Hitsumabushi (ひつまぶし, pronounced “heets-MOB-shee”) is a multi-course eel bowl originating in the city of Nagoya, capital of Aichi Prefecture in Japan. The star of this dish is the grilled eel, called うなぎの蒲焼 (unagi no kabayaki). The eel is first served with only sansho powder, next with more condiments, and lastly with dashi poured over. I learned about this dish through Cooking with Dog, a wonderful cooking channel on YouTube. I use frozen unagi no kabayaki from the Korean supermarket. It can be found with other frozen seafood. I can’t get any fresh eels here, and the frozen eel is affordable, and pre-cooked, saving a lot of my time! Most people in Japan would use the frozen pre-cooked eels too. 🙂
Adapted from: Cooking with Dog
Serves 2 Japanese (maybe one American, if the American eats eels)
1 package frozen unagi no kabayaki (Japanese grilled eel)
For Tare (Sauce):
2 tbsp mirin
1 tbsp sake
2 tbsp soy sauce
2 tsp honey
400 ml water
2 pieces konbu (each 3cm x 3cm) PLUS 4 grams katsuobushi, OR 3/4 tsp hondashi
1/4 tsp salt, or to taste (lower amount if using hondashi)
1 tbsp sake
a few drops of soy sauce
sansho powder OR Sichuan peppercorn powder (substitute, use less)
shredded toasted nori
finely chopped green onion leaves
about 400 grams hot cooked Japanese white rice
(Remember to cook the rice first!)
1. Defrost the unagi by leaving the package into water in a large bowl until defrosted.
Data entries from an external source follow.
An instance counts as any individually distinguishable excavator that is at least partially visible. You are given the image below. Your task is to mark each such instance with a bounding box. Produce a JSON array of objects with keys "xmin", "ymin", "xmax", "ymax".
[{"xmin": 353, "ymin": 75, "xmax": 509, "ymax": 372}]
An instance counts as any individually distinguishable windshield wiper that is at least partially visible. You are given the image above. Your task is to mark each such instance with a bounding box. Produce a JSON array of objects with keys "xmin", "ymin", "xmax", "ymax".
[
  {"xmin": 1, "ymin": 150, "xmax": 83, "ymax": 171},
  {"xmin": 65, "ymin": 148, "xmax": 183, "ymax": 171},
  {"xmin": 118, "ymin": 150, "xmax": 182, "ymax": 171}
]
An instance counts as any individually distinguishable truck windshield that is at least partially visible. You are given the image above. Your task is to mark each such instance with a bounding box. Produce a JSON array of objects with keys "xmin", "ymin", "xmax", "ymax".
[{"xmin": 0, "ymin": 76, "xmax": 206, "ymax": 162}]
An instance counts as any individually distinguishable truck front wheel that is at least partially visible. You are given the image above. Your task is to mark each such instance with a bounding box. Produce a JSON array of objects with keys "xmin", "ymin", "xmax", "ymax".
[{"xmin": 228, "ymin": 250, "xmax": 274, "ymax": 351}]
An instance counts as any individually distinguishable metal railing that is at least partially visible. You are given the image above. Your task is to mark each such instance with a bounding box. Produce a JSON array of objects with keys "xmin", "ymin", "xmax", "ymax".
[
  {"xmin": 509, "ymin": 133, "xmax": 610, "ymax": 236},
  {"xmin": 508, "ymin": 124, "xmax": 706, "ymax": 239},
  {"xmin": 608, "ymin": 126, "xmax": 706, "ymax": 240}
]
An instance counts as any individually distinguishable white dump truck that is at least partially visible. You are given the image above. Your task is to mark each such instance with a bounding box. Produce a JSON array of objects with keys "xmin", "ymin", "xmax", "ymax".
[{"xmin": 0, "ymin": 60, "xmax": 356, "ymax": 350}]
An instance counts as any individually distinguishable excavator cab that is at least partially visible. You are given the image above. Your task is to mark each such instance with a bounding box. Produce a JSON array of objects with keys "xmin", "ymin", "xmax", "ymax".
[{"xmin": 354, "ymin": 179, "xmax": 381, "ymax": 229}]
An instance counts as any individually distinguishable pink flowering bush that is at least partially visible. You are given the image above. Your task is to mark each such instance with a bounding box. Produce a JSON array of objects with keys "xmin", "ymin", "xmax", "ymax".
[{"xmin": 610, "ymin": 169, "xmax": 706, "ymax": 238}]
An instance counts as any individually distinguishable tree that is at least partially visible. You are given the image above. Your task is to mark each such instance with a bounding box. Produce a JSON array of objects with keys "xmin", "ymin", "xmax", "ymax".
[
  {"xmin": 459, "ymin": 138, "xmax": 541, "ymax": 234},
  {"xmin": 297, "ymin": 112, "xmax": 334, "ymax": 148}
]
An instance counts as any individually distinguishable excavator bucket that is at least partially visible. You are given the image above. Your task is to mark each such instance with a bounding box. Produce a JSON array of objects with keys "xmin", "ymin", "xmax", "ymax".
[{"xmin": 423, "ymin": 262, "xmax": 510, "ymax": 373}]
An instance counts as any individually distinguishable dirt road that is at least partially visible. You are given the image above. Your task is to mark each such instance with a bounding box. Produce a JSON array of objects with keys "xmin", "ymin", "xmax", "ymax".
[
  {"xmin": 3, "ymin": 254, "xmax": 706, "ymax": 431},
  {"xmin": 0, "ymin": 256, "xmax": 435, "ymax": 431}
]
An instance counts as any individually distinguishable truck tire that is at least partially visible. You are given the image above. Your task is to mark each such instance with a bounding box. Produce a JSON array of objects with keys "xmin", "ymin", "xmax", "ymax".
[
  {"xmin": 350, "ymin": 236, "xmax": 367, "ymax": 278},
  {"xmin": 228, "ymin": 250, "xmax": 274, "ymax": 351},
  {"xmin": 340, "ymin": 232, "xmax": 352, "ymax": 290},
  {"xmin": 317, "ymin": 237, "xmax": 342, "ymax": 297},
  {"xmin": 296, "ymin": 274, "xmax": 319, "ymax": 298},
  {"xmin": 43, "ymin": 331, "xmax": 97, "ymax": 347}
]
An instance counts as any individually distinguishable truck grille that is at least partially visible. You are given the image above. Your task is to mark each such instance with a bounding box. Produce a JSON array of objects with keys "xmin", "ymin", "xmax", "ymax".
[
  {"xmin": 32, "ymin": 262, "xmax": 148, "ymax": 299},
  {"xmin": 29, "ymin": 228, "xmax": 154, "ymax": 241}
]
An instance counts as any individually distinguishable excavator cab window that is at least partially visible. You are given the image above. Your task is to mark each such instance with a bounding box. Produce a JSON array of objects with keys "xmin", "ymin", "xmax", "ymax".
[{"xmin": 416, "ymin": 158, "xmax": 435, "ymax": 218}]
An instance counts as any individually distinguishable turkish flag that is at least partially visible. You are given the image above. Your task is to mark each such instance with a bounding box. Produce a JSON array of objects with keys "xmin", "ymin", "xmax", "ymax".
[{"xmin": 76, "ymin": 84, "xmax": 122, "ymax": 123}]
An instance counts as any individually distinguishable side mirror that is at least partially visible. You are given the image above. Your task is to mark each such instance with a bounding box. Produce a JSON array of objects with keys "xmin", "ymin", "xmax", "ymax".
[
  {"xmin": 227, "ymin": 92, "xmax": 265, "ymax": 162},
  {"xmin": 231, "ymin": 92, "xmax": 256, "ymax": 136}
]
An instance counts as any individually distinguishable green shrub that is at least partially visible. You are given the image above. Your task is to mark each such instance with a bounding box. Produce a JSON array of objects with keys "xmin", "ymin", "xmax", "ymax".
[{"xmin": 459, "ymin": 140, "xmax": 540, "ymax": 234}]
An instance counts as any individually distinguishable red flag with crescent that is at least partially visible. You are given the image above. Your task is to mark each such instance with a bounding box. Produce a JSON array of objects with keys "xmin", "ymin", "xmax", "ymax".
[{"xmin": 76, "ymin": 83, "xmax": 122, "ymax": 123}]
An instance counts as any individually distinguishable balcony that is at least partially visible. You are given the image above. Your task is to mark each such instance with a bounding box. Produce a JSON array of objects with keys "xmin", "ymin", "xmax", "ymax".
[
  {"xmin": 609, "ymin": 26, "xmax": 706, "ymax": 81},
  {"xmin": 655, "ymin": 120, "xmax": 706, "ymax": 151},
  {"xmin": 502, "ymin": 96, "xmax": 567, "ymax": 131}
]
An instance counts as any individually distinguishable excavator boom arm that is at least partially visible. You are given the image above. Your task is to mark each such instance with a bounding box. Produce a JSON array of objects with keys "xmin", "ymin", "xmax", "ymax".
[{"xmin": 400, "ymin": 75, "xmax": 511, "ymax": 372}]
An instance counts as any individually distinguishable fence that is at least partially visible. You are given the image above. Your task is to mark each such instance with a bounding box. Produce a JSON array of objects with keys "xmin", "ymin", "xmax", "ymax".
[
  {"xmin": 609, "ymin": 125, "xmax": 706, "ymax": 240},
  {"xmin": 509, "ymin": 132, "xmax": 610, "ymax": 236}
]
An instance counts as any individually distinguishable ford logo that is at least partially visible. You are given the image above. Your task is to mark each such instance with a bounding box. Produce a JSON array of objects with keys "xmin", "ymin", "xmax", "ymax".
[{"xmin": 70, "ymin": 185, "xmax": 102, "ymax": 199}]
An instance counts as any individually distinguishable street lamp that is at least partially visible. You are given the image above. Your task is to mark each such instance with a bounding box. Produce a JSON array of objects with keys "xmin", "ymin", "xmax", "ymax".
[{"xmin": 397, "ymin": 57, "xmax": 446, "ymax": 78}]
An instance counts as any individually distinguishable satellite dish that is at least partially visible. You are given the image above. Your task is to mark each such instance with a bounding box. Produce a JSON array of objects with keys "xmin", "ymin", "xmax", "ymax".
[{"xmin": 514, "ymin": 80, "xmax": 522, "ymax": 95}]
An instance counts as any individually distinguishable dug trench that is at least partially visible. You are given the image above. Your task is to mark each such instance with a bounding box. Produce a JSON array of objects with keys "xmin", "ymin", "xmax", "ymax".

You can also refrigerate overnight.
2. Open the package and time to cook. Two choices! To bake, bake on a parchment-paper covered baking sheet for 12 minutes at 350 degrees Fahrenheit. This is the lazy version. The better version is to broil it. If you’re not feeling to do so, you can just bake it! If you live in Japan, you can use the fish grill. If you have no fish grill, you can also use a grill pan brushed with a tiny amount of oil. Optionally brush both sides with sake for enhanced flavor. (I skipped this step.) If using a fish grill, you can do it after making tare and dashi because it is faster than the oven.
3. Meanwhile, you can make the extra tare and dashi. To make extra tare, add all tare ingredients to a small pot and bring to a boil, stirring. Turn off the heat and transfer to a bowl to cool.
4. Let’s make dashi! Bring water to a boil (I use the same pot). Add konbu and katsuobushi and simmer 5 minutes over low heat. Remove them with a strainer. These can be used for making furikake (rice seasoning for rice balls, etc.). Just freeze until you have enough dashi scraps. See Ochikeron’s video on YouTube to learn how to make furikake. (For traditional dashi, soak konbu in water for 30 minutes, bring to a boil, remove it, add katsuobushi, simmer 5 minutes, and strain.) OR, just add hondashi and stir well.
5. Add everything under “dashi” and bring to a boil again. Adjust seasonings to taste. Turn off the heat and set aside.
6. Slice the unagi into bite size pieces. Get all the toppings ready in tiny bowls and dishes with tiny spoons to serve. You can put the dashi in a teapot if you want a good presentation. Get a rice paddle ready. Get chopsticks (or preferred utensil) for each person.
7. Time for serving! This is the most fun part! 🙂 First, take a shallow bowl that can fit all the unagi in a single layer. Spread the rice evenly. Pour the extra tare to taste on top of the rice. Lay unagi on top. Pour more tare on it. You can use extra tare for teriyaki! Now, you need 2 small bowls, one for each person. Put 1/8 of the unagi and rice in each bowl. Now, sprinkle a little sansho, or a very very very small amount of Sichuan pepper on top of the unagi, evenly. Enjoy the first course! Next course! Put the same amount of unagi and rice in each bowl. Sprinkle the same amount of sansho. Then sprinkle green onions, nori, and add wasabi. Enjoy the second course! This is the most delicious course in my opinion. Although I usually dislike too much raw green onion, it makes the eel taste wonderful. Also, the wasabi is AMAZING with the eel. Just try it! It’s not way too spicy, as long as you don’t put a ton. For the third course, put the exact same as you did for the second bowl. Then, pour the dashi stock into your bowl to cover the rice. This is known as お茶ずけ (ochazuke, pronounced “o-CHAH-zkeh”) in Japanese. Personally, I prefer the second course. For the final course, divide the remaining unagi and rice between the two bowls. Add the seasonings of your favorite course this time! Enjoy to the last drop! After finishing, you can drink the remaining dashi like tea.
Variation: Unadon (鰻丼) is the easy version of hitsumabushi in just one course. Prepare the unagi, tare, and rice. Slice the unagi, separate between two bowls filled with rice, and sprinkle sansho to taste. Enjoy!